Pour ces matériaux, on observe une émission corrélée d’atomes sous forme de cations diatomiques comme ZnO2+, SiO2+, AlN2+, etc… Pour expliquer la stabilité relative de ces fragments sous champ électrique intense, l’équipe SIMUL, associée à une équipe du GPM de Rouen, a entrepris de modéliser la dynamique de ces ions. Dans un premier temps, les surfaces d’énergie potentielle sont modélisées à partir de calculs de chimie quantique de type multi-référence. L’effet du champ électrique est déduit des dipôles de transition et de la polarisabilité associés à chaque configuration moléculaire. La surface d’énergie potentielle de ZnO2+est représentée sur la figure jointe.
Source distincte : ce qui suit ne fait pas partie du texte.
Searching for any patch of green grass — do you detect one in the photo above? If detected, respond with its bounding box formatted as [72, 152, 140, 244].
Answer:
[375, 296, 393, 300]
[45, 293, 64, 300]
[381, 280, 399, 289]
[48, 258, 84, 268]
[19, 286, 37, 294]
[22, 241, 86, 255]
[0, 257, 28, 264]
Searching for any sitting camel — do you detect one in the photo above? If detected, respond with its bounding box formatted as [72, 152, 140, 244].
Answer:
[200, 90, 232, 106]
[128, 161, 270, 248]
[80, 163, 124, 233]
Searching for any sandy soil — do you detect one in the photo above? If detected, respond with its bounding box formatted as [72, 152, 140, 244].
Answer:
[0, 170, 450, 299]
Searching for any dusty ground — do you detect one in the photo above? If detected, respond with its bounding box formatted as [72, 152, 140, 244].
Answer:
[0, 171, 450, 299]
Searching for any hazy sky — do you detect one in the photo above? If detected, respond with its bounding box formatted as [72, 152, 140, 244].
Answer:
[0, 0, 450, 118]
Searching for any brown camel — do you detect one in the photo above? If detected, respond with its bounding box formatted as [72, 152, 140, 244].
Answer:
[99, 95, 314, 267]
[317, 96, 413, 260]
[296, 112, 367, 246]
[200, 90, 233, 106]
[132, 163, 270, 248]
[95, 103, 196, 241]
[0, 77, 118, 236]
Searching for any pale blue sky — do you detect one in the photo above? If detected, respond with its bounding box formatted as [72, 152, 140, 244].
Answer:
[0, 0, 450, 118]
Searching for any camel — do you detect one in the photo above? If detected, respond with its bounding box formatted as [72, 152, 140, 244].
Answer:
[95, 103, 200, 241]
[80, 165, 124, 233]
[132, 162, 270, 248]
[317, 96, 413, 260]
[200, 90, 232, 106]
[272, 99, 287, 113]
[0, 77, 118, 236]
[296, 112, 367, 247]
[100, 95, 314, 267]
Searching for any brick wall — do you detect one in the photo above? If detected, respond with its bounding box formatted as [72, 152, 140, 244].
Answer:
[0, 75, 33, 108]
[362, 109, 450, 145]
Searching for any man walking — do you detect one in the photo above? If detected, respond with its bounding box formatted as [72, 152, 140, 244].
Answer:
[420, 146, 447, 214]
Il y apparaît clairement que le champ électrique abaisse la barrière de potentiel de l’ion permettant la dissociation pour un angle de 0° (Zn+ - O+) ou de 180° (Zn2+ - O). Ces deux barrières, à 0° et 180°, évoluent différemment avec l’intensité du champ. Ceci peut donner lieu à une dynamique complexe, dépendant de la nature de l’ion. Ce travail se poursuit par une étude comparative ayant pour objectif de comprendre le rôle des états excités et les différences de comportement entre les dimères.